Pindang, tahukah anda? Ikan pindang? Bukan. Ini bukan jenis kuliner
ikan. Namun sebuah panganan tradisional khas dari Kabupaten Wonogiri,
Jawa Tengah yang semakin langka. Langka karena para pembuat sekaligus
penjualnya semakin sulit ditemui. Bahkan di sekitaran kota Wonogiri
disebut-sebut tinggal seorang penjual yang masih menekuninya. Entah
kalau di pelosok-pelosok. Sang penjual pun pun karena faktor turunan
dari keluarga yang mau tak mau menjadi tanggungjawab Mbakyu Sutar alias
Yu Sumi sang pembuat pindang. Dan pindang masakan Yu Sumi ini dikenal
khas enaknya. Mau tau seperti apa?
Pindang? Apa sih?
Saya
sendiri sebenarnya masih asing dengan nama kuliner ini, saat seorang
teman memperkenalkannya. Adalah Aris Setya, seorang teman yang kenal
awalnya di Kompasiana. Yaaa.. teman satu kabupaten, satu kecamatan,
namun lain kampong malah kenalan dan berlanjut kopdar berawal dari
tulisan di Kompasiana. Nah momen lebaran 2015 di kampong kemarin tuh,
kami sepakat kopdar di lokasi yang strategis, Alun-alun kota Wonogiri.

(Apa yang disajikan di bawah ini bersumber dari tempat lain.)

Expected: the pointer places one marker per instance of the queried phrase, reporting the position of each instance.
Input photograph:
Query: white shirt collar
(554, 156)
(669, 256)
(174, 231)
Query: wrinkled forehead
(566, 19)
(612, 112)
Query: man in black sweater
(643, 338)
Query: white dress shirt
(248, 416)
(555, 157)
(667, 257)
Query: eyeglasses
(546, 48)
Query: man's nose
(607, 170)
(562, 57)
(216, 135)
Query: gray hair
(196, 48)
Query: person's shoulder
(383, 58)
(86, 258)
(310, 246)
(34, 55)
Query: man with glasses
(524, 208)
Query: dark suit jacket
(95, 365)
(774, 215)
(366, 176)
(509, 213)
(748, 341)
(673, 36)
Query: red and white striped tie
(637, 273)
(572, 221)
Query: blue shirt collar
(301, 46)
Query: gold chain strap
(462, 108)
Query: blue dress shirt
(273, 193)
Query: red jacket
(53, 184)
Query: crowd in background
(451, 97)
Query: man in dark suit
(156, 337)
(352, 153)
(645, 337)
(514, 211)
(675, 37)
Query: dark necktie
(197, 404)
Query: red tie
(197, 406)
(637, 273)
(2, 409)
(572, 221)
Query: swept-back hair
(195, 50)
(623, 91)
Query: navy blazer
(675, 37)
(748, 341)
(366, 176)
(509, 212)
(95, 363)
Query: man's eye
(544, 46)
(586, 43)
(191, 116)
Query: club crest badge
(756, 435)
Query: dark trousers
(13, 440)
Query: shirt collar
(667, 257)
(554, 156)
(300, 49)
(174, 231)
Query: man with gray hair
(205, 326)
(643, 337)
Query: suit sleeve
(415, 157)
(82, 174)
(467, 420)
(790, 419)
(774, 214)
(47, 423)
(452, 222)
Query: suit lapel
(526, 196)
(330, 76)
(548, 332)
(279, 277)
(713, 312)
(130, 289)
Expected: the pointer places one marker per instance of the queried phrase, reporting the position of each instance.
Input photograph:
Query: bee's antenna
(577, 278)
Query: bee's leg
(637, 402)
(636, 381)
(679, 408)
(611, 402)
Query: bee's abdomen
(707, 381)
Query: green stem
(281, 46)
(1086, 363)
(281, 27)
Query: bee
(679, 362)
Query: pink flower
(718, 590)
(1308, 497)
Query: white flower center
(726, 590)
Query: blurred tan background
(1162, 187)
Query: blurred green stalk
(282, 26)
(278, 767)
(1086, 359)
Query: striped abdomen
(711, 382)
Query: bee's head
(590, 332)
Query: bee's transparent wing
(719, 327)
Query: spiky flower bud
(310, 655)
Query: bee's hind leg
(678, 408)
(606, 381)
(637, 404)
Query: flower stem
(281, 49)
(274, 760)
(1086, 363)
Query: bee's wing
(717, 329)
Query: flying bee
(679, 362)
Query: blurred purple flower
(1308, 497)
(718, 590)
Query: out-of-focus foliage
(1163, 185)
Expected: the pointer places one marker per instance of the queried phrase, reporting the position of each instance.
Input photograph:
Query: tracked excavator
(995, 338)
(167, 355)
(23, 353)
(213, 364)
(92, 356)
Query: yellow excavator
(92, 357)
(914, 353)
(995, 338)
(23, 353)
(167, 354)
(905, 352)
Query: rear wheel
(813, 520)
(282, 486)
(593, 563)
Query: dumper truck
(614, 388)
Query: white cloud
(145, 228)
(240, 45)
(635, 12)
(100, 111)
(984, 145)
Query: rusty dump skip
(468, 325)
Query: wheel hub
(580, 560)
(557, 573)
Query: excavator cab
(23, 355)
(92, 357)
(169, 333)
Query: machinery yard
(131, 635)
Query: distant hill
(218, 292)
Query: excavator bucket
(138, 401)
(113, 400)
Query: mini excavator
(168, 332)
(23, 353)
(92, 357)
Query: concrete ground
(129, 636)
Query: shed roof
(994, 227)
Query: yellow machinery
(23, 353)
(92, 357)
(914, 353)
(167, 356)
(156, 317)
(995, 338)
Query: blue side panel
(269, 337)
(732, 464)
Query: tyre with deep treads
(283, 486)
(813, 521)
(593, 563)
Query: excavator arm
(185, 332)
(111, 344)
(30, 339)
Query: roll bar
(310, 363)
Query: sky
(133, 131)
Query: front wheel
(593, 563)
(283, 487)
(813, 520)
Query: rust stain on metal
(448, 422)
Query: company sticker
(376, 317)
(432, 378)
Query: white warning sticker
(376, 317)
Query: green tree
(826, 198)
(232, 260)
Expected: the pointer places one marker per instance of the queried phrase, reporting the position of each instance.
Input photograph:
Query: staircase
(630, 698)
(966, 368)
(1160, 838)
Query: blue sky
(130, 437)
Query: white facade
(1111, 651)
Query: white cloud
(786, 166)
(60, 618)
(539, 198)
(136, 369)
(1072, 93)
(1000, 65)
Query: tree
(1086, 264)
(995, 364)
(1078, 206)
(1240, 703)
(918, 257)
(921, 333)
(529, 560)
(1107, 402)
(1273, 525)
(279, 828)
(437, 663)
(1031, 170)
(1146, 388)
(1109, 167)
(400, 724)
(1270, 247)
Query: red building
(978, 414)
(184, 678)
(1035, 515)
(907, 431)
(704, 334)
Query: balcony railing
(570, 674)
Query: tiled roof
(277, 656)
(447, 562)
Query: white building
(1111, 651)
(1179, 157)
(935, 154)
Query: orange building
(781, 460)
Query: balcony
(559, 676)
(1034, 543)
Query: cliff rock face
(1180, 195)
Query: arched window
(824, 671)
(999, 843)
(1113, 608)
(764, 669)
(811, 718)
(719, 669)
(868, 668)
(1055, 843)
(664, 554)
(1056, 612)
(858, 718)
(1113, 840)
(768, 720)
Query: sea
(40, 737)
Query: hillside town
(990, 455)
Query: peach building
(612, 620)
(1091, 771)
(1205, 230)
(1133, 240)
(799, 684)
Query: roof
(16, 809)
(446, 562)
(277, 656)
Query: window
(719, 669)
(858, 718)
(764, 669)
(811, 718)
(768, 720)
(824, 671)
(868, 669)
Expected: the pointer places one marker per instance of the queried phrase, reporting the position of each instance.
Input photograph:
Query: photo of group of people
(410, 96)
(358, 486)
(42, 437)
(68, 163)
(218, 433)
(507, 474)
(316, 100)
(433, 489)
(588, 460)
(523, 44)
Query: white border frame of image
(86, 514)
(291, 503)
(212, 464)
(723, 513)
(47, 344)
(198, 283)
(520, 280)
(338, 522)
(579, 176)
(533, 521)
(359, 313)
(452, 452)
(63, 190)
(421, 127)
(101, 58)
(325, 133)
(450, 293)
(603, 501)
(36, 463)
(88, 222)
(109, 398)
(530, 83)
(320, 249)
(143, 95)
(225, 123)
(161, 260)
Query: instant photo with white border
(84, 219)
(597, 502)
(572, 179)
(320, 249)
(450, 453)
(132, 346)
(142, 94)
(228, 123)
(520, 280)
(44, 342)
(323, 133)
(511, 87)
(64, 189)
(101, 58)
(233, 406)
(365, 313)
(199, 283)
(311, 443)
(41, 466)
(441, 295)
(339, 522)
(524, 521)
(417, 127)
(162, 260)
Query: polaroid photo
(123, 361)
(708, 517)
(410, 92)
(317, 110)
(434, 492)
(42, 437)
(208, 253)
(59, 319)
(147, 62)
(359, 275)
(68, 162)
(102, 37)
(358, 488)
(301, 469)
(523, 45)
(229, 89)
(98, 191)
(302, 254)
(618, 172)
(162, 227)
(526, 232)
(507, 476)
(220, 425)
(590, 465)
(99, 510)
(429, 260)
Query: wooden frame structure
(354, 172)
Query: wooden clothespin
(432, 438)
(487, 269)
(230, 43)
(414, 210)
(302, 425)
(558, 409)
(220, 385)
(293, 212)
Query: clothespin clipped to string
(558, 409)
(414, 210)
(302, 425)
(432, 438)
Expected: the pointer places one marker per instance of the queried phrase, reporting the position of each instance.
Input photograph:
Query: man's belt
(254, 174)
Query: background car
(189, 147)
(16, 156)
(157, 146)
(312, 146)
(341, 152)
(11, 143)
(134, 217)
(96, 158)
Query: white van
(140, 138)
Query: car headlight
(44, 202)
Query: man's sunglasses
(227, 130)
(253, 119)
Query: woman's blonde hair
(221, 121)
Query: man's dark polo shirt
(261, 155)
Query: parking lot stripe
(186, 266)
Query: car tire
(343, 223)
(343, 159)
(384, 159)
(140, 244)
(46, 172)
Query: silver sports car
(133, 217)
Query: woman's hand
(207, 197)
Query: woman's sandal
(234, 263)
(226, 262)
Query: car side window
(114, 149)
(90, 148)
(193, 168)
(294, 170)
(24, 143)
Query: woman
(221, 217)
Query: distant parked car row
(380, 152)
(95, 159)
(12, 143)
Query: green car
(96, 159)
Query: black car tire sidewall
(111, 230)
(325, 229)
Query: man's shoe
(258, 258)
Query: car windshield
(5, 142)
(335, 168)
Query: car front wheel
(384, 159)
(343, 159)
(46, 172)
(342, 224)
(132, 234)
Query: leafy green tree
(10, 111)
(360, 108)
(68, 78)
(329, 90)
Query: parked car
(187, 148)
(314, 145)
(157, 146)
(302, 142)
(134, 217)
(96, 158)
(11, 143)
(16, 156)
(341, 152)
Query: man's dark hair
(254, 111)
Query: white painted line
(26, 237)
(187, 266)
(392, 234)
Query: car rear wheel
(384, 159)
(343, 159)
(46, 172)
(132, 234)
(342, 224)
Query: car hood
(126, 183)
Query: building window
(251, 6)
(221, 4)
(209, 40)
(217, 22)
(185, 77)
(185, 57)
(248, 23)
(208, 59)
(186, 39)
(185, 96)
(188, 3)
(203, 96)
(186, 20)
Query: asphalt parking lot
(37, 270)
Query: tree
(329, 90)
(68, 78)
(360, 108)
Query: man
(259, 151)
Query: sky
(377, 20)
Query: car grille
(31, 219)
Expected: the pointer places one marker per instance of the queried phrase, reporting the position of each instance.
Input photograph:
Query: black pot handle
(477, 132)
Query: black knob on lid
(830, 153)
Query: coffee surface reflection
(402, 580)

Asyikk ternyata ada lesehan dan lumayan banyak penjual. Dan aku baru
tau, yang trend di kotaku saat lesehan begini adalah Wedang Ronde dan
Bakso Bakar!! Top dah.
Eh, kembali ke laptop hahaaa. Pindang ini
sebenarnya adalah olahan daging kambing namun ada juga yang menggunakan
daging sapi, eh tapi bukan pyur daging sih, tapi ‘tetelan’. Tetelan ini
adalah tulang kambing atau sapi. Biasanya khan di bagian tulang melekat
tuh daging-daging, urat, dan lain-lain. Itulah yang digunakan dicampur
dengan ‘gaplek’. Tahu gaplek? Gaplek singkong loorr… bukan ‘nggapleki’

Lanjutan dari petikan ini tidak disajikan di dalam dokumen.